Regardless how carbon is introduced it makes it to the display quickly. Unless water traveling through the reactor slow enough to be fully utilized by the bacteria using it for conversion of nitrates and sulfur which I'd think would be beyond many's abilities to fine tune that process as we don't have a method of testing carbon with home kits.There was a thread I read where a few users started having STN when they began carbon dosing. It may be coincidental, and dosing into a reactor may not really add any benefit compared to dosing the tank but I don’t mind adding a diy filter.
Also, in the thread started by Donovan he said that his design would help prevent bacteria blooms in the tank and reduce the odds of getting cyano (I don’t know if either of those things are common problems or not with normal carbon dosing).

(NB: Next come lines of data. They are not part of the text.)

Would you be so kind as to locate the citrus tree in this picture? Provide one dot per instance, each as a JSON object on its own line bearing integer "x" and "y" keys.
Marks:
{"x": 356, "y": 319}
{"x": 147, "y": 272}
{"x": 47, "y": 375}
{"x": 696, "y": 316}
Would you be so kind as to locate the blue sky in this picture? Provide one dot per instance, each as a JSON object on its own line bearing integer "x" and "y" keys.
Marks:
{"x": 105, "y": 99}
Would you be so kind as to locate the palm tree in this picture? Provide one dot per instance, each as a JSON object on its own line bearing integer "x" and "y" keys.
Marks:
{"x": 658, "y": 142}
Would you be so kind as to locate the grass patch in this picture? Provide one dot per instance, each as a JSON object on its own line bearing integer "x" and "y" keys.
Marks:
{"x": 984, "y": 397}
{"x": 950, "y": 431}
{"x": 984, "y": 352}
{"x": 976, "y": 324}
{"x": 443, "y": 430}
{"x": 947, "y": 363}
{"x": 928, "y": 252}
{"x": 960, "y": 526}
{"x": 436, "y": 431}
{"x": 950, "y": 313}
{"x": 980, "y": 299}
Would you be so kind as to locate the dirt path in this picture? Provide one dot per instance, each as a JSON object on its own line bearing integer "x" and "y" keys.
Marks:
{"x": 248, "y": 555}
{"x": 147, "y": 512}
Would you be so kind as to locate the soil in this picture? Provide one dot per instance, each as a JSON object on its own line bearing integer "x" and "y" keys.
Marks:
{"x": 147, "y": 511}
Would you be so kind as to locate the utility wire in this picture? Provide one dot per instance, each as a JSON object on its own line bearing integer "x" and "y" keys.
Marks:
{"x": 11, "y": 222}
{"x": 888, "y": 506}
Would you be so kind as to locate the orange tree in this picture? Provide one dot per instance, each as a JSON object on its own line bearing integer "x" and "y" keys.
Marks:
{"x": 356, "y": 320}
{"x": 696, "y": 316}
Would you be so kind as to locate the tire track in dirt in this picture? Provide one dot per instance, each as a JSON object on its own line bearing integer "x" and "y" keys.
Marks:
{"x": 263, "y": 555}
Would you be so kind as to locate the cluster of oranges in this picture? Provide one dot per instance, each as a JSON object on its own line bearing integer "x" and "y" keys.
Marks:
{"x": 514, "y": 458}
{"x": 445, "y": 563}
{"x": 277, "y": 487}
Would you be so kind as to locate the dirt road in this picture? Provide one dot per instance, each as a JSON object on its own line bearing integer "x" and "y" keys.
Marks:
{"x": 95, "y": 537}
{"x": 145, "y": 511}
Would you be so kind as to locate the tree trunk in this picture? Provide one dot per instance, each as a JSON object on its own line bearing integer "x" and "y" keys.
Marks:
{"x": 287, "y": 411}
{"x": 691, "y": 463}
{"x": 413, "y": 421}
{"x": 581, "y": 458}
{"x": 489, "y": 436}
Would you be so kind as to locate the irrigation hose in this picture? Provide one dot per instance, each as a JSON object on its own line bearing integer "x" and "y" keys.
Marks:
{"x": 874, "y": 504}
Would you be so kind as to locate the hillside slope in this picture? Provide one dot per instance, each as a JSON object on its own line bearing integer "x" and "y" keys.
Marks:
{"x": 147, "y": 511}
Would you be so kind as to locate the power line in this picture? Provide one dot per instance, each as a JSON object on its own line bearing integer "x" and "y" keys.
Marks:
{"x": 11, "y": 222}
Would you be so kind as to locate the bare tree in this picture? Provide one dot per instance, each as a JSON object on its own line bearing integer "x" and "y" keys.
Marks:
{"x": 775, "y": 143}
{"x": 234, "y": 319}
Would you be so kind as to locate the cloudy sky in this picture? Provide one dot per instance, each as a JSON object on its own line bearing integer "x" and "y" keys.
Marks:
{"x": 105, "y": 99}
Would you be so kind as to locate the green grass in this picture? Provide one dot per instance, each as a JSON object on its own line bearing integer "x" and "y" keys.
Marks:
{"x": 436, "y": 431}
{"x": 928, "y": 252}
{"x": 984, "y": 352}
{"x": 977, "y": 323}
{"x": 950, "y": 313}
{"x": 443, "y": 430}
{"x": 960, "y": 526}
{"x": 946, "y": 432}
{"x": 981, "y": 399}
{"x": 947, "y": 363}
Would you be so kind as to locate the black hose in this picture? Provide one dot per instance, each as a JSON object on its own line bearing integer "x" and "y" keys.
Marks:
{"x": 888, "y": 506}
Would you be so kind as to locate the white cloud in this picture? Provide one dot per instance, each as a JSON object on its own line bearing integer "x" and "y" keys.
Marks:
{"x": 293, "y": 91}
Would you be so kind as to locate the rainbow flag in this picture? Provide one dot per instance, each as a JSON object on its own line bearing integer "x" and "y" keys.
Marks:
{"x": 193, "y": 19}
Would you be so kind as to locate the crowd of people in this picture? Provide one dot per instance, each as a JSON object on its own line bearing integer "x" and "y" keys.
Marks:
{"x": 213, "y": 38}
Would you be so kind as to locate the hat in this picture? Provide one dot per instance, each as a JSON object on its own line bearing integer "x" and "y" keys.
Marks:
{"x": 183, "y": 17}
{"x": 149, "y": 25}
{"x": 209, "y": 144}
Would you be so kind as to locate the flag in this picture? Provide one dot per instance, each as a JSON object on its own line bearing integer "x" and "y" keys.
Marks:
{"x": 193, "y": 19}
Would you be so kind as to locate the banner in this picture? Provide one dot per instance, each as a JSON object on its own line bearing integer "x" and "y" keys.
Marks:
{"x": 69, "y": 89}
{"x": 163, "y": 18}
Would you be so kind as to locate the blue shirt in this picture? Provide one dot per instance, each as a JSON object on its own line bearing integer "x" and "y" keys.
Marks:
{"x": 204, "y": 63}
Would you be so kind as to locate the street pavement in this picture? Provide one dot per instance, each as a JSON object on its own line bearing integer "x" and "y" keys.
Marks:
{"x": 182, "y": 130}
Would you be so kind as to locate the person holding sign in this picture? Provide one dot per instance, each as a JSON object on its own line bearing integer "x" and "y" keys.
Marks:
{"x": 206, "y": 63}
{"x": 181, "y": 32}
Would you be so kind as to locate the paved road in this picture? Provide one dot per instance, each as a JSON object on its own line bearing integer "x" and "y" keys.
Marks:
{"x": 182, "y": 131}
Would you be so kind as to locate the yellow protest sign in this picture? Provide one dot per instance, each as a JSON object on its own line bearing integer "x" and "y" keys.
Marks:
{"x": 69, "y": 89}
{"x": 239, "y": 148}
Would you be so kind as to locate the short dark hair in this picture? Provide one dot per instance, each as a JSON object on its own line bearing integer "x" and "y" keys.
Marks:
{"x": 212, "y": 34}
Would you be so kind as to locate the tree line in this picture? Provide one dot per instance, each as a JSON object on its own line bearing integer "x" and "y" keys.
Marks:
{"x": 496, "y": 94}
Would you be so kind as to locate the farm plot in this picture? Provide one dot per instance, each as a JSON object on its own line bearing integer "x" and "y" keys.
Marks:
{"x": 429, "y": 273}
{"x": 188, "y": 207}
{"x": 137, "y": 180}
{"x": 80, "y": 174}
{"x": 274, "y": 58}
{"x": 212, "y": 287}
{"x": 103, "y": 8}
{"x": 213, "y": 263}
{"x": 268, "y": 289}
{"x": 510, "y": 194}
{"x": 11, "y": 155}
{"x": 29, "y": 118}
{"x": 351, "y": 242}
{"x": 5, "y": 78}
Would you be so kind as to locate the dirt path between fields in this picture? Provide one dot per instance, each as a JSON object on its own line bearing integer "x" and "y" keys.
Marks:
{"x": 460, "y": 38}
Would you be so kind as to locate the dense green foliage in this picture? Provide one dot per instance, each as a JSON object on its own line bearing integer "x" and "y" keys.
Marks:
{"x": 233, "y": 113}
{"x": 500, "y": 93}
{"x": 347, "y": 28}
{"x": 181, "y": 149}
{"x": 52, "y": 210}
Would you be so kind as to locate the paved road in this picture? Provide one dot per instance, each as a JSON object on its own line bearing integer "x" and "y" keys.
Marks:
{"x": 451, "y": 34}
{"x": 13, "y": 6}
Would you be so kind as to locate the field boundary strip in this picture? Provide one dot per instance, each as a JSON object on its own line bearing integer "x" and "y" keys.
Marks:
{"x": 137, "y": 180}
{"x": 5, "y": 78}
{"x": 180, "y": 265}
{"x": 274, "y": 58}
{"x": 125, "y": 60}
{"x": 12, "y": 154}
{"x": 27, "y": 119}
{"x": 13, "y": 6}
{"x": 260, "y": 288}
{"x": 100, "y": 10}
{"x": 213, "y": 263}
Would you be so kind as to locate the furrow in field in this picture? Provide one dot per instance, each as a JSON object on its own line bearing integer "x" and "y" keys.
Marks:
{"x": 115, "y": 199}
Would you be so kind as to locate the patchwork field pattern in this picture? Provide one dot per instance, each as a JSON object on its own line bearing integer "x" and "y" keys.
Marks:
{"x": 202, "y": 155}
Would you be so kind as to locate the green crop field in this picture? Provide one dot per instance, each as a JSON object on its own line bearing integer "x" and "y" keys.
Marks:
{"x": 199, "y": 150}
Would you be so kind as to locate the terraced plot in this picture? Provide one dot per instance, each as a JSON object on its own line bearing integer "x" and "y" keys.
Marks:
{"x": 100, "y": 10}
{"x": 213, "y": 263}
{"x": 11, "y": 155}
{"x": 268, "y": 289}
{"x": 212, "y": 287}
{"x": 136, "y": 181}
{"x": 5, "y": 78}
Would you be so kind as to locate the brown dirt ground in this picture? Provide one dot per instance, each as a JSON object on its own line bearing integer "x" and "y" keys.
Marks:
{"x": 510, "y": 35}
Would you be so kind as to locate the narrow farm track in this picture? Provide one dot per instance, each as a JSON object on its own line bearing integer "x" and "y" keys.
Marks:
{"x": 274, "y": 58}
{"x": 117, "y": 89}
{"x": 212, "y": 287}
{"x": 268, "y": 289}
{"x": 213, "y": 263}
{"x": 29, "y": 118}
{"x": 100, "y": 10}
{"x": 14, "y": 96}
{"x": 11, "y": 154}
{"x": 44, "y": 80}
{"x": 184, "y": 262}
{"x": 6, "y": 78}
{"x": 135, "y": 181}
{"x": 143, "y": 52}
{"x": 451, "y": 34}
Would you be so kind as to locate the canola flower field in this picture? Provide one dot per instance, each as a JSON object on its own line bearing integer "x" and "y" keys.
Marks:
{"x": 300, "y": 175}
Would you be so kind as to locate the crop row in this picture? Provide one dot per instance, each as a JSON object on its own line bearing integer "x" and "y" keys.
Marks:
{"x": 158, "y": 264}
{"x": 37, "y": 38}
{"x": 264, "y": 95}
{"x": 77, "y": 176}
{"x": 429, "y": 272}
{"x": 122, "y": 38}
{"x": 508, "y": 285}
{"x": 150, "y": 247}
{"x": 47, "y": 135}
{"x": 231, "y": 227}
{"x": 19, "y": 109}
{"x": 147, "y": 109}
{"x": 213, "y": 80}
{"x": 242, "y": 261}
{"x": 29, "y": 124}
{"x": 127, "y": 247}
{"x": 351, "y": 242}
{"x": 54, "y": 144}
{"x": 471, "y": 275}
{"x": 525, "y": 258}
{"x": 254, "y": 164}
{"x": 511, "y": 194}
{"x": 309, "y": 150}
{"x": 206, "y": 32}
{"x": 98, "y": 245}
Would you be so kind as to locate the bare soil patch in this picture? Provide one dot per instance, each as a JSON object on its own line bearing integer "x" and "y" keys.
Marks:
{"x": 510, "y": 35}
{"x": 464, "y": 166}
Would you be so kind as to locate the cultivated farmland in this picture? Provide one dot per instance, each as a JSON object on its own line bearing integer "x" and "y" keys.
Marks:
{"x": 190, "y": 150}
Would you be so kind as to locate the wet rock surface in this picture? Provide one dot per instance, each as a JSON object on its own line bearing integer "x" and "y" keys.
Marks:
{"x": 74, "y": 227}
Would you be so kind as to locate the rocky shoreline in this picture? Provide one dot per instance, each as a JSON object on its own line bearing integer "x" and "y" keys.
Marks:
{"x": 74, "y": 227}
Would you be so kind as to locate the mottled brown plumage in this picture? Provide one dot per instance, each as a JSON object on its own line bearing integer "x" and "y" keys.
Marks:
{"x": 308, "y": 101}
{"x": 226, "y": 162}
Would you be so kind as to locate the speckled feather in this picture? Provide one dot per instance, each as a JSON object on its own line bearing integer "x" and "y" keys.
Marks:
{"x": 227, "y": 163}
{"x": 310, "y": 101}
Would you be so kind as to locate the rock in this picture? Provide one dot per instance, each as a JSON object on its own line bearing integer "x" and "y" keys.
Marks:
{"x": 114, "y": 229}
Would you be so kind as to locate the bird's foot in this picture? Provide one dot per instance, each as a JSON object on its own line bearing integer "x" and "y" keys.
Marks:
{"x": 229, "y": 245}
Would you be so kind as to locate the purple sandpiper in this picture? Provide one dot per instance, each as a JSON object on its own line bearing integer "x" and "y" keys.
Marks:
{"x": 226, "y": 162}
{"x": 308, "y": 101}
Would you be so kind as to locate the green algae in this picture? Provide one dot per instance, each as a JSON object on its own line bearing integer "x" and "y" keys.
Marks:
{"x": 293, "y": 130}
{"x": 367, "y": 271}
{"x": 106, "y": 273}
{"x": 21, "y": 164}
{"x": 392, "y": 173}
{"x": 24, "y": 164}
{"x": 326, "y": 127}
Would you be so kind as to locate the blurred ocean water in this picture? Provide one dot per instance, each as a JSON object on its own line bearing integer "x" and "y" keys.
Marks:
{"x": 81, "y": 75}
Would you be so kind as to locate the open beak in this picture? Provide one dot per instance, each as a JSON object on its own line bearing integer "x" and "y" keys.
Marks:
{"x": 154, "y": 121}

That's where my skepticism rises and very familiar with the original AquariPure design which relied on a drip to fully utilize denitrification and later it was discovered that carbon direct was quicker since flow no longer mattered. Don't recall exactly what he fed the bacteria but likely some form of carbon or might have been as simple as sugar. Been a while but what deterred me from his design was the restricted flow. No different the coil denitrators of the 80/90s. Needed several based on tank size.
I'll have to go refresh myself on Donovan's design but the biology seems logically to be the same since it's the same design with a new name. Kind of like all the scrubbers based off Adey's design yet don't mention him but perform the same biological function.